Protection for the Global Food Network
By Johnson Diversey
The number of food products entering the U.S. market has significantly increased in recent years—and that number continues to grow. The U.S. imported 12 percent, or more than $58 billion, of its food from outside its borders in 2004. This amount rises every year. More than 90 percent of all fresh and frozen seafood consumed in the U.S. was imported in 2005. South and Central America exports to the U.S. more than 8 million, or about 20 percent, of all fruits and vegetables.
With food exportation occurring in several countries around the world, it is critical to focus on food safety at all stages of the supply chain. One weak link in the chain can result in unsafe food that can be dangerous to human health. The hazards to consumers can be very serious and the costs to food companies can be huge.
Although food safety awareness continues to increase around the globe, foodborne pathogens and illnesses such as avian influenza are a real and growing threat. Concerns stemming from these public health issues fuel the demand for greater accountability when it comes to food safety. To address food companies’ concerns, JohnsonDiversey (www.johnsondiversey.com) offers food safety training and consulting services for food exporters and suppliers to ensure safety regulations, import and export requirements and expectations for tracking and traceability are met. These services are designed to provide a level of assurance to food companies that import food from suppliers that use these training and consulting services.
Experts identify and train local trainers who pass training onto workers in the food industry in exporting countries. Consultants follow up by consulting suppliers and preparing them for auditing and certification.
Training at the source
In an effort to improve the quality of food entering the U.S., the Joint Institute for Food Safety and Applied Nutrition (JIFSAN) of the University of Maryland offers a food safety training program. The program was implemented by the JohnsonDiversey International Food Safety Initiative (JDIFSI). The initiative is a partnership involving three key components of food safety: science, regulation and application. JIFSAN’s approach to protecting food and avoiding importation of contaminated food is to offer training to food producers and suppliers to address contamination and food-safety problems at its source. The most effective way to protect food and avoid importation of contaminated food is to educate food providers about the best practices for safe food handling right in their own countries.

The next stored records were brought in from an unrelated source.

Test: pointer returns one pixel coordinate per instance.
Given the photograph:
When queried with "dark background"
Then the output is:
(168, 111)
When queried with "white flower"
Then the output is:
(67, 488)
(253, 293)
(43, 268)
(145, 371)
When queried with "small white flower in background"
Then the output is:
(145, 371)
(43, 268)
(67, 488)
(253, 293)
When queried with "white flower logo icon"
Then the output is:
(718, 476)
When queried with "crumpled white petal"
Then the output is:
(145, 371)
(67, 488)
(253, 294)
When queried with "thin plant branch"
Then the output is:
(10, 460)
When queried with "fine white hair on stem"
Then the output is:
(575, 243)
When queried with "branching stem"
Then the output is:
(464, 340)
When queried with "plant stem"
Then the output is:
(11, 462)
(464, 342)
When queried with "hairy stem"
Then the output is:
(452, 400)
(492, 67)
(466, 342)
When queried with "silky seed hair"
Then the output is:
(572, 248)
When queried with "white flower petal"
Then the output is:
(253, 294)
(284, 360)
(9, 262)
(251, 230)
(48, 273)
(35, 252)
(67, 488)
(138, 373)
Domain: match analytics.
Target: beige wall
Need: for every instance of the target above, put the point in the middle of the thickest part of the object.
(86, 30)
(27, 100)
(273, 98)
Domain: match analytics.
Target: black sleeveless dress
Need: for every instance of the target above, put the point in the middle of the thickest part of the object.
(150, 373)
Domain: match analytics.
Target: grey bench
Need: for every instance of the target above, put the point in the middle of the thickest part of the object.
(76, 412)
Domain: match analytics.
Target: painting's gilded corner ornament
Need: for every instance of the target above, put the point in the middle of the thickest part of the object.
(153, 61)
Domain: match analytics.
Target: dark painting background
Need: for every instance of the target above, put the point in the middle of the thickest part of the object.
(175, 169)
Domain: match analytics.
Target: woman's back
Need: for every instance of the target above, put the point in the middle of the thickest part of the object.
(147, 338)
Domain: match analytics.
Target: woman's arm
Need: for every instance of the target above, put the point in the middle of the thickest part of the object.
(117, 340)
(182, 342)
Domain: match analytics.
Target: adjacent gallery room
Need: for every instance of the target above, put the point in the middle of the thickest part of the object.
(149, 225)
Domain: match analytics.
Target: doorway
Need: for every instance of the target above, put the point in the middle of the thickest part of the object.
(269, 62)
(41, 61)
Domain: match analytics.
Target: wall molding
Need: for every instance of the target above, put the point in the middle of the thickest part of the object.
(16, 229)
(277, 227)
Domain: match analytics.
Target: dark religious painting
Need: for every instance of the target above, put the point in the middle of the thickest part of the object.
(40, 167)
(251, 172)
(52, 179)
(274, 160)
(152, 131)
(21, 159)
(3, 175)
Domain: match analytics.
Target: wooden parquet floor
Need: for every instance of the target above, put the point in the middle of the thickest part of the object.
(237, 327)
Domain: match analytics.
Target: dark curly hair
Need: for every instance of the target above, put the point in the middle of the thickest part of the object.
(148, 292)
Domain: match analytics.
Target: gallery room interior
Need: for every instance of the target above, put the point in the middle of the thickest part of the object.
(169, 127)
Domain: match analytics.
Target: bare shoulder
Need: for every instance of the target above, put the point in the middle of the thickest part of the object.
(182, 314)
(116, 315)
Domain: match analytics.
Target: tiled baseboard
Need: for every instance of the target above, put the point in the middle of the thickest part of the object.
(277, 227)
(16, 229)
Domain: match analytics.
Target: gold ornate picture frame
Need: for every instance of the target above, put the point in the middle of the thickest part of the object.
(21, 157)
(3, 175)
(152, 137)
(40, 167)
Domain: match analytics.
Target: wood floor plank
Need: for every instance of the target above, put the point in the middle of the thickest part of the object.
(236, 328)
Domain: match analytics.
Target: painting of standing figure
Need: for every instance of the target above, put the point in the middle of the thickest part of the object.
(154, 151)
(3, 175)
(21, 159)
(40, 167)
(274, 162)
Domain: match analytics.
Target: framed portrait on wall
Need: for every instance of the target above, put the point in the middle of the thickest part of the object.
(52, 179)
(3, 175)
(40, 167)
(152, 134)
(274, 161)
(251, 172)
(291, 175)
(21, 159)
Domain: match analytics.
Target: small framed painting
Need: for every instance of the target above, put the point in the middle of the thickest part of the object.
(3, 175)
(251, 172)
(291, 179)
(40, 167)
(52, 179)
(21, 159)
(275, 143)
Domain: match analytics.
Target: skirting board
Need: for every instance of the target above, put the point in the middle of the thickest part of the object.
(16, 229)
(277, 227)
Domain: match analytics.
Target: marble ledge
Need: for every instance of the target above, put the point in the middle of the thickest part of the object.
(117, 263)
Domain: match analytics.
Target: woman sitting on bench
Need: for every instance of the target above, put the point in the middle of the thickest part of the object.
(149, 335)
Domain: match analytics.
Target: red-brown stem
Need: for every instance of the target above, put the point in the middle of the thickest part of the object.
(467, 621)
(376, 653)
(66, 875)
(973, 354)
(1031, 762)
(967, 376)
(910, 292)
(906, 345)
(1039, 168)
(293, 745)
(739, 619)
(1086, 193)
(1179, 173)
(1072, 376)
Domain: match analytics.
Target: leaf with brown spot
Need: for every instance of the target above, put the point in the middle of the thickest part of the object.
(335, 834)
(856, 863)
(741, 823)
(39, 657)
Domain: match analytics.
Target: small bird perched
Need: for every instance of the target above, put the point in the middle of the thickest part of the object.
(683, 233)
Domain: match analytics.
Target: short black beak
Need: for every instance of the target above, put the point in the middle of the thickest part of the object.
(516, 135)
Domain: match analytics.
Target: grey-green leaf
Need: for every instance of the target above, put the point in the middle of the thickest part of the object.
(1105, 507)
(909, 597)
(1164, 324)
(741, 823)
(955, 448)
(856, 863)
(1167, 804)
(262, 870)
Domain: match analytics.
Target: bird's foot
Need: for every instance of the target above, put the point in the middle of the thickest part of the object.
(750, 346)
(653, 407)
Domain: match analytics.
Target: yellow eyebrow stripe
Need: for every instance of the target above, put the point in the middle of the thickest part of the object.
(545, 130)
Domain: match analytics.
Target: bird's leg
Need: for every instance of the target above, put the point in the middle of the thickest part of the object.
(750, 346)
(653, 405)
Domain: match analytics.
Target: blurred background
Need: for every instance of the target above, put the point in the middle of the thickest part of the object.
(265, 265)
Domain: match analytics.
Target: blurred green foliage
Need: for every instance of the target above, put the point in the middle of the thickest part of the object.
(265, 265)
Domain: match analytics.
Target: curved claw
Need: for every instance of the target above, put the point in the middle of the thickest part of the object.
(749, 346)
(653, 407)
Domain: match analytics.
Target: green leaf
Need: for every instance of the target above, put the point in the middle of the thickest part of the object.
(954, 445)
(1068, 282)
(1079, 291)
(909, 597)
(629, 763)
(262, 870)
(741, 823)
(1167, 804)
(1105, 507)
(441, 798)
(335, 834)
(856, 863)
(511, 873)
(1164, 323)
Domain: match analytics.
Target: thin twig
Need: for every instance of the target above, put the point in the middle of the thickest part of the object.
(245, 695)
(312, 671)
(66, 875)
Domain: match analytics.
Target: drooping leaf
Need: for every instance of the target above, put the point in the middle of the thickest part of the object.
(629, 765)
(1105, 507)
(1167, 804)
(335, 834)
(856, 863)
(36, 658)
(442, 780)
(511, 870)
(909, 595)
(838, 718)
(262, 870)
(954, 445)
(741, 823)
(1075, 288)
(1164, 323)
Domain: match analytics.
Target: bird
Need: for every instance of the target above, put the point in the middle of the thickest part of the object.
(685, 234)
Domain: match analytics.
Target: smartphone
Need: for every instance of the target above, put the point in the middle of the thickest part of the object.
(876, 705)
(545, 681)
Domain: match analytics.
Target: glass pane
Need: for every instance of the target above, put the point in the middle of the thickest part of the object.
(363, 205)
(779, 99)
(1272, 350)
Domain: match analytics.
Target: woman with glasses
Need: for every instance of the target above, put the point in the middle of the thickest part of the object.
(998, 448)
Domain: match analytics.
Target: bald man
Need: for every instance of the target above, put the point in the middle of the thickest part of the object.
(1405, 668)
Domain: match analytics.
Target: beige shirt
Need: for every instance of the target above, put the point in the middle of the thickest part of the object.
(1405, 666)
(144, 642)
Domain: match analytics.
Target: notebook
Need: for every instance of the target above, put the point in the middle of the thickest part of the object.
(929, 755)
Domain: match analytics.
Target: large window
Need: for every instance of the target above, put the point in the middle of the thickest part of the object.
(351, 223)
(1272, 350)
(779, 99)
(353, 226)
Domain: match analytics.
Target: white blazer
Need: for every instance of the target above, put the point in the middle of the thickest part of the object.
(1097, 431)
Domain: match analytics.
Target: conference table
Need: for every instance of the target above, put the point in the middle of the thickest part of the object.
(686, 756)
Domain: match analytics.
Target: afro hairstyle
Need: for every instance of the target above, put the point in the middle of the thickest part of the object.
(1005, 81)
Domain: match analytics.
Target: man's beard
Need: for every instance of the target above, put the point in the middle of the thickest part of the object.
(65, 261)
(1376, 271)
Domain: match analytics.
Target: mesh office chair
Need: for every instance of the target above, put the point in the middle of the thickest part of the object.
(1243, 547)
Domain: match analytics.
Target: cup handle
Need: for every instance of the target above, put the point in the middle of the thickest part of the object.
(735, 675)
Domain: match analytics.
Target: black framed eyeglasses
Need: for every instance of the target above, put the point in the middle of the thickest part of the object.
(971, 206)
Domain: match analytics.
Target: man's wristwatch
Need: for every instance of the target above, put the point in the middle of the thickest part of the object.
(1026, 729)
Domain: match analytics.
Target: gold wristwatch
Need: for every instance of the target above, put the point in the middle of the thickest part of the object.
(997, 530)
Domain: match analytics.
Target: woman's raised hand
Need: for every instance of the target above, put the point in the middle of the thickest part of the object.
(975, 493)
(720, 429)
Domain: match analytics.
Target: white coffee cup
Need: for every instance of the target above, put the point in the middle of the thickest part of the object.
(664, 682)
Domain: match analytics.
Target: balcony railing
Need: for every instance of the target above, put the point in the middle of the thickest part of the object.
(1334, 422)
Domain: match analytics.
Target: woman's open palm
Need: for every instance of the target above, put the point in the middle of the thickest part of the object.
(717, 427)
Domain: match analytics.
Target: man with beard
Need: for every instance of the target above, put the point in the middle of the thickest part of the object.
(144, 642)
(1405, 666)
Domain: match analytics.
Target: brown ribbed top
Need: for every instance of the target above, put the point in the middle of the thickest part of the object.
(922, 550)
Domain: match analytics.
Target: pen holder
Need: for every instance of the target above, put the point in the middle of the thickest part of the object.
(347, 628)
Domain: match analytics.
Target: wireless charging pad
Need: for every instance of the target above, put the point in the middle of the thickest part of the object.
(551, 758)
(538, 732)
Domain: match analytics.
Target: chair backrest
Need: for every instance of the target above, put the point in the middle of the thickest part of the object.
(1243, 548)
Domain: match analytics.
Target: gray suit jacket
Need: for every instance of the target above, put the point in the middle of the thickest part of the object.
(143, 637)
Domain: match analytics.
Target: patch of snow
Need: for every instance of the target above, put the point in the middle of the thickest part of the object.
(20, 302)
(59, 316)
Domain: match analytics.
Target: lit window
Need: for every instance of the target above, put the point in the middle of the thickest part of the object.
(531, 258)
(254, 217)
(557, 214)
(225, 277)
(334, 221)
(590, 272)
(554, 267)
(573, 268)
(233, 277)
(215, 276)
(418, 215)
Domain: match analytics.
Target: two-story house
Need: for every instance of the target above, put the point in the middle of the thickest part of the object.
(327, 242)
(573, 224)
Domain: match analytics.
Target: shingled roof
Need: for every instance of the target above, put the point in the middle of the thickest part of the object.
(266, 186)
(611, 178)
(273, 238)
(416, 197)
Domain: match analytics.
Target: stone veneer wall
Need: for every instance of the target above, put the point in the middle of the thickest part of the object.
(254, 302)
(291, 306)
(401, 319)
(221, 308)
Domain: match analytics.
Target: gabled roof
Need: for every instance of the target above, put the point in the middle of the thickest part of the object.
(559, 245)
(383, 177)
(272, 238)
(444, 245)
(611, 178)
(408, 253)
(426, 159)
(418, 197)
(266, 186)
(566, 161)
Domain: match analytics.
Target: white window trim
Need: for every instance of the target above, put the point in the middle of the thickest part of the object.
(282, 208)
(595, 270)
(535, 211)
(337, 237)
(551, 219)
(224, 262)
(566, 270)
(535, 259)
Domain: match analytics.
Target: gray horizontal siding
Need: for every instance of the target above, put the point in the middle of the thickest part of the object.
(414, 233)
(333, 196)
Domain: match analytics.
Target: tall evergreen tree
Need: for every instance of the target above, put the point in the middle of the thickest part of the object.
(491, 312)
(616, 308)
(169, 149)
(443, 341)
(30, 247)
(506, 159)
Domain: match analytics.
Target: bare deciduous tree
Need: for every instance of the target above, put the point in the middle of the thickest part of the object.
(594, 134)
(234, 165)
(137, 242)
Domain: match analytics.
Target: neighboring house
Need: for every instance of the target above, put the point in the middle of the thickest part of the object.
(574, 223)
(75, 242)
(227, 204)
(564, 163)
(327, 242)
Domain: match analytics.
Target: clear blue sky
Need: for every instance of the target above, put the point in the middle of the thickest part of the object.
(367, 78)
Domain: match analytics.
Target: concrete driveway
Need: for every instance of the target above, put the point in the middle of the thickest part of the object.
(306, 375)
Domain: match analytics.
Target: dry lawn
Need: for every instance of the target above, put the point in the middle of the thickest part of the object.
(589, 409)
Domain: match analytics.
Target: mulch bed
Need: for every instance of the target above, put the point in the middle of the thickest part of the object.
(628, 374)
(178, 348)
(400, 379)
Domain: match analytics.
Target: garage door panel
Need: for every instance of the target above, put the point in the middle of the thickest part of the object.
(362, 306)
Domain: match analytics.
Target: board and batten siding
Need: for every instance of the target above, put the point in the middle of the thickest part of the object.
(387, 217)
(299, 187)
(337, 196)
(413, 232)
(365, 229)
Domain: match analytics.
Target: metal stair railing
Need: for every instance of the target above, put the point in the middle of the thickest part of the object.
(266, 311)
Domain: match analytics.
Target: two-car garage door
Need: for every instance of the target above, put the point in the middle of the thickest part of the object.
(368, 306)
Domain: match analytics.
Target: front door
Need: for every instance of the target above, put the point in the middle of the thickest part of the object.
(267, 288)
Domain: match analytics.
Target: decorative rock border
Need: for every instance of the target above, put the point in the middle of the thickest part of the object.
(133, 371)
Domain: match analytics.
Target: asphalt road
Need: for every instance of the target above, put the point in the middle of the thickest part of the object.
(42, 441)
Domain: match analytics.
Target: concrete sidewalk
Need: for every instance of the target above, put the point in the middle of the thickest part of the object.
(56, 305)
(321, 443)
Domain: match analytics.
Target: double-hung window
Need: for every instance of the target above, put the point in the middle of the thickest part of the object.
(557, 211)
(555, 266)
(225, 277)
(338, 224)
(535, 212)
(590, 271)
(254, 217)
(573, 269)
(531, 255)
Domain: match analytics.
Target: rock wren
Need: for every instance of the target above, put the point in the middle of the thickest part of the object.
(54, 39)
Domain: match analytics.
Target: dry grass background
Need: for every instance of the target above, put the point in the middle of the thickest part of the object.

Experts conduct educational sessions on the latest knowledge and practices in food safety to local trainers in exporting countries. JIFSAN provides in-country trainers who can promulgate the lessons learned. Using the knowledge and materials provided in food protection and safe handling, trainers will go on to train agricultural and aquacultural workers, food processors, exporters, regulators and educators, among others. Programs are offered in a variety of countries and will deal with a range of important food commodities.
“JIFSAN has done a lot of training in other countries, which ensures that foods are produced safely before they are exported because personnel are trained from the ground up, and this is a most successful approach,” says Dr. Robert E. Brackett, director of the U.S. Food and Drug Administration’s (FDA) Center for Food Safety and Applied Nutrition.
In addition to training provided through JDIFSI, expert food-safety consultants help international suppliers prepare for auditing and certification to ensure the integrity, traceability, safety and quality of food along the supply chain through the Safe Quality Food (SQF) program. This program was established by the Food Marketing Institute through a licensing agreement with JohnsonDiversey Consulting.
Under this agreement, consultants deliver training in implementing and auditing SQF systems. They also consult with suppliers on the implementation of their own SQF systems. SQF-certified suppliers will be able to demonstrate to their customers a high degree of food safety and quality assurance within their operations, which are verified by independent, third-party SQF auditors.
The training program is rigorous, flexible and complements government programs and industry initiatives. Only trainers who possess a high degree of expertise and professionalism will get licenses to train. Training customers to integrate their food safety and quality management systems to the SQF requirements provides suppliers and food companies assurance that their food has been produced, prepared and handled according to the highest possible international standards.
“It is truly a global food network, and any [action taken] in one country can affect every country,” says Dr. Brackett. “What were once other countries’ problems are now our problems, so we want to make sure that the food safety practices in those countries are the same as those we expect for our domestic food industry.”
Through international training and consulting programs, each link in the food supply chain, from producer to processor, to retail and food service can gain an advantage in the competitive food market.